When you dremel, you can angle, but you don't have to. Just keep in mind that the "quick" (vein) is on the bottom part of the nail. So you want to file off the top of the nail first, as far as you can go, then just blunt off the bottom of the nail and smooth it off. One way to see if how far you can file is you stop when the inside of the nail is a light gray, and looks soft. If it is still white, and dry looking, keep going. Basically the same angle as clipping, but you can clean the nail up better, and blunt it to get rid of the sharp angle, and edges. I am sure that others have different methods, all with the same results. Here is a great link for those that want to dremel and aren't sure how to go about it. 

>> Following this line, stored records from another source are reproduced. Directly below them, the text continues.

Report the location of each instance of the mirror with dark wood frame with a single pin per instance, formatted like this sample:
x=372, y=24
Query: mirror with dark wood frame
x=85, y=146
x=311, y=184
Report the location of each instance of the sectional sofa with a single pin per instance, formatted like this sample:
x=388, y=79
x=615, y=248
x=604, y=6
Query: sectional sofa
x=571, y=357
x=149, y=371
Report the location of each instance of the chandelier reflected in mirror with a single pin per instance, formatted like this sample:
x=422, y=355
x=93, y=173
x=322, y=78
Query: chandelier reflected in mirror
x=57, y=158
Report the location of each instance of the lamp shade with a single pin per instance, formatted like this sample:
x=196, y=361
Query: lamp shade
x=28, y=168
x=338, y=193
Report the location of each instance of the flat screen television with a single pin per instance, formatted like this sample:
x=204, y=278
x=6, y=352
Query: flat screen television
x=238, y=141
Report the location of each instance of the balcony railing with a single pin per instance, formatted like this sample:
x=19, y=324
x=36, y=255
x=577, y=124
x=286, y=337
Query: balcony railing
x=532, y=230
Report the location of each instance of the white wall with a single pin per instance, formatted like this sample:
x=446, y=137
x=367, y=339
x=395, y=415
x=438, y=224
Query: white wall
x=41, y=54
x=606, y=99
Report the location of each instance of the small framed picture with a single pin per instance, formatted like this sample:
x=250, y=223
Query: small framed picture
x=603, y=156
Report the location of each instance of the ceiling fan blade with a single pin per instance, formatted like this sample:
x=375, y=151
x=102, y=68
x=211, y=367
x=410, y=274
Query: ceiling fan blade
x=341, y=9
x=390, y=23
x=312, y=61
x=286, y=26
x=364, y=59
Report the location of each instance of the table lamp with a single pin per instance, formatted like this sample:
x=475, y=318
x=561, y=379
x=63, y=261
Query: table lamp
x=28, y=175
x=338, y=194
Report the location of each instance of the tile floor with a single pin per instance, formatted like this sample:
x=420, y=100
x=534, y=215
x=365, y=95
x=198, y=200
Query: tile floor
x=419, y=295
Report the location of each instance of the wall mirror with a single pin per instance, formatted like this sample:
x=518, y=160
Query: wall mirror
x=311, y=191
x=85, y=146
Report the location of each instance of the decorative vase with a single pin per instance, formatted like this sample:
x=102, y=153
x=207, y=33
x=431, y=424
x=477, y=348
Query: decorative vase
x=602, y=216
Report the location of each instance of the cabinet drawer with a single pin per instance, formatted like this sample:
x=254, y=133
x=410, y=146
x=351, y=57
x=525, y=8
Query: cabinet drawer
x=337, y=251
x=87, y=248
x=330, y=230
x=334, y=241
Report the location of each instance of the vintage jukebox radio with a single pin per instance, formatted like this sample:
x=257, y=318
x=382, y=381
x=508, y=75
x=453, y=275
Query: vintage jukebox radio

http://homepages.udayton.edu/~merensjp/doberdawn/dremel/dremel.html


----------



## amynrichie (Sep 3, 2008)

thanks Graco! That is a very informative page. Do you just use a wal mart dremel, or anything fancy?


----------



## Graco22 (Jul 16, 2007)

I love my Dremel, and wouldn't be without it. I have not found any of the other "files" specifically made for pets nails to have enough power to get thru a nail fast. I like my Dremel (though I can't think of which model it is) because it has an adjustable speed, so I can crank it up to 10 and get thru nails fast. The faster you get thru the nail, the less the nail heats up. Some grinders just don't have the power to get thru large, hard nails. I also prefer the cordless ones, (mine is a rechargeable pack) because if you catch hair in it, it stops..the corded ones just yank the hair out..ouch... You can get a dremel at walmart, lowes, menards, etc.


----------



## troy (Sep 17, 2010)

my wymerhimer spit a nail I iodined it and then super glued it back together, coted it whith nail polish, rap with some thred and another cote of nail polish.what a rodeo! lol well see how it goes. I heard a couple spoons of olive oil a day helps ther nails. nail polish keeps them stroger.


----------